Investment - Articles - Rising annuity rates a chance to lock in competitive level


Returns available to pension savers on Guaranteed Income for Life solutions are setting new highs through early 2025, new figures from Just Group reveal.

 The gains are particularly marked for older buyers where a healthy 70-year-old could now secure nearly 9% guaranteed income returns and a 75-year-old around 10%. The returns could be higher still once lifestyle factors and health history have been taken into account.

 Stephen Lowe, group communications director at the retirement specialist Just Group: “With guaranteed income rates at multi-year highs, it is worth retirees considering how an annuity could strengthen their overall financial planning. We know many older retirees are taking notice because if they can lock in the income they need, they are insulated against investment volatility in global financial markets.”

 

 A healthy person investing £50,000 of pension cash in the top-paying single-life annuity would receive annual income of £3,834 (a rate of just over 7.6%) at age 65, £4,331 (8.7%) at age 70, and £4,993 (10%) at age 75. The rates include a five-year period during which the income will be paid in the event of premature death, which can be extended.

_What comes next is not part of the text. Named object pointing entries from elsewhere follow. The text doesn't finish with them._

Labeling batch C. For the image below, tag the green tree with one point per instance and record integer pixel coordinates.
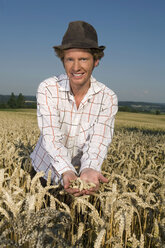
(12, 102)
(20, 101)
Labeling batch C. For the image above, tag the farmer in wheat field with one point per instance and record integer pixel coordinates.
(75, 113)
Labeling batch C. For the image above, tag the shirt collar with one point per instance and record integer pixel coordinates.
(63, 81)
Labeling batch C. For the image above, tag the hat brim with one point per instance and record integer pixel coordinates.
(78, 45)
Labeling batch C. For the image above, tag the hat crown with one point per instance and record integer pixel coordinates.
(80, 34)
(79, 31)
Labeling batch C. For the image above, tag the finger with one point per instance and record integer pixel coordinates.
(103, 179)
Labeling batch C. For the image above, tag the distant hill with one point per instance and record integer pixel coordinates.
(5, 98)
(126, 106)
(142, 107)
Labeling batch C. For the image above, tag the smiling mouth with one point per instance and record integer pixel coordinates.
(77, 74)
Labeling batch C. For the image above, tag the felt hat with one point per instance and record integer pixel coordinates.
(80, 34)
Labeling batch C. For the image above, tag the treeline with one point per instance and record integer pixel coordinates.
(135, 110)
(15, 102)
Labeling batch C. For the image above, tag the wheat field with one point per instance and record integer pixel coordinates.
(128, 211)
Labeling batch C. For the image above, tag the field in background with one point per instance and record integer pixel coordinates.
(126, 212)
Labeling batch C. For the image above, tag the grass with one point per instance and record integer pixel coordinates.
(127, 212)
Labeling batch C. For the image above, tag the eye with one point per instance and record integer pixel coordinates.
(69, 59)
(83, 59)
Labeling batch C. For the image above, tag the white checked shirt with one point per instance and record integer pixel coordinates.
(69, 137)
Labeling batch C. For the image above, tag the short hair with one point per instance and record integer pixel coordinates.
(96, 53)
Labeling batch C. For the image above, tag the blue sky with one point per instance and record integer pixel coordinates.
(133, 32)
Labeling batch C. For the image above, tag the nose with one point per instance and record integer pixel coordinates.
(76, 65)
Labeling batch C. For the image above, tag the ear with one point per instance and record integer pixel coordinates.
(96, 63)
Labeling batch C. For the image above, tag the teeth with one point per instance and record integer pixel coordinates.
(77, 75)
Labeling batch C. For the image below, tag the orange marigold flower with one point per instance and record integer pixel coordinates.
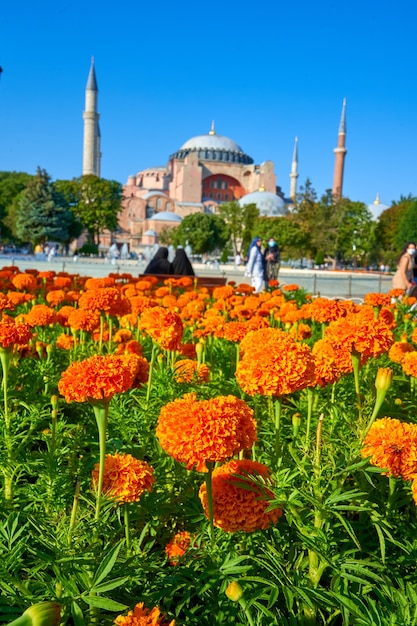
(188, 350)
(130, 347)
(290, 364)
(41, 315)
(19, 298)
(240, 503)
(211, 430)
(414, 489)
(122, 335)
(12, 333)
(6, 304)
(165, 327)
(55, 297)
(145, 285)
(139, 367)
(161, 292)
(96, 378)
(125, 478)
(188, 371)
(24, 282)
(409, 363)
(140, 303)
(327, 361)
(377, 299)
(398, 351)
(357, 333)
(300, 332)
(62, 315)
(106, 299)
(235, 331)
(141, 616)
(323, 310)
(392, 445)
(178, 546)
(83, 319)
(64, 342)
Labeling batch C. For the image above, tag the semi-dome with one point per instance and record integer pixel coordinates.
(269, 204)
(213, 147)
(166, 216)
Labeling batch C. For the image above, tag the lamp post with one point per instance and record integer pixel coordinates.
(355, 232)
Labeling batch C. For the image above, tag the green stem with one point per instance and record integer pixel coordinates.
(127, 528)
(151, 366)
(278, 452)
(75, 503)
(100, 343)
(310, 399)
(243, 604)
(356, 362)
(209, 490)
(5, 359)
(101, 412)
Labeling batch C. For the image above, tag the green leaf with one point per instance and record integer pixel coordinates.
(101, 602)
(111, 584)
(77, 614)
(106, 565)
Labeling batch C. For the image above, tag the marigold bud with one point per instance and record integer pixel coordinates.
(40, 614)
(383, 378)
(296, 423)
(234, 591)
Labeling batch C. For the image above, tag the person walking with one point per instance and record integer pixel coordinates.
(272, 257)
(181, 264)
(159, 264)
(404, 276)
(256, 264)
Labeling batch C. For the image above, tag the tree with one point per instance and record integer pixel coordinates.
(11, 186)
(204, 233)
(240, 220)
(388, 237)
(95, 202)
(42, 212)
(287, 232)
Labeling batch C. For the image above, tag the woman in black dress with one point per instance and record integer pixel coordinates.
(159, 264)
(181, 265)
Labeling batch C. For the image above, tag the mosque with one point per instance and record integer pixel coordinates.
(205, 171)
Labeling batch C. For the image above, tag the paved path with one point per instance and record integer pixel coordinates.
(331, 284)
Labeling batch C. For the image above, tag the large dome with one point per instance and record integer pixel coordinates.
(268, 203)
(216, 142)
(213, 147)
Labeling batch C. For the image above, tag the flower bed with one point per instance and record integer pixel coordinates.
(178, 455)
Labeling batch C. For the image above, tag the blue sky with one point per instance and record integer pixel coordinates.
(265, 71)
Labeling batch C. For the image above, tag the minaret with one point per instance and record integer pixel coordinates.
(340, 153)
(91, 148)
(294, 172)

 “The rates look particularly attractive when compared against so-called sustainable withdrawal rates from income drawdown, such as the famous ’4% rule’,” said Stephen Lowe. “Understandably, people like flexibility but they have to balance that against the cost.

 

 "I think many people are realising that current rates will allow them to lock in the income they need, giving them both peace of mind but also more flexibility to invest, spend or give away other savings. By securing some income, you take away the need to build in a big safety margin in case things go wrong. Those wanting to investigate their annuity options should seek the help of a professional annuity broker or financial adviser to help select options tailored to their own circumstances and to find the best deals. The rate offered is likely to vary quite significantly from the standard rates published, depending on your health history and lifestyle factors, the options you choose such as inflation-protection or continuing income to a spouse or partner. Providers change annuity rates frequently and it is unlikely your own pension company will offer the best rate. It’s worth shopping around because finding the best deal can deliver thousands of pounds extra over the course of a long retirement.”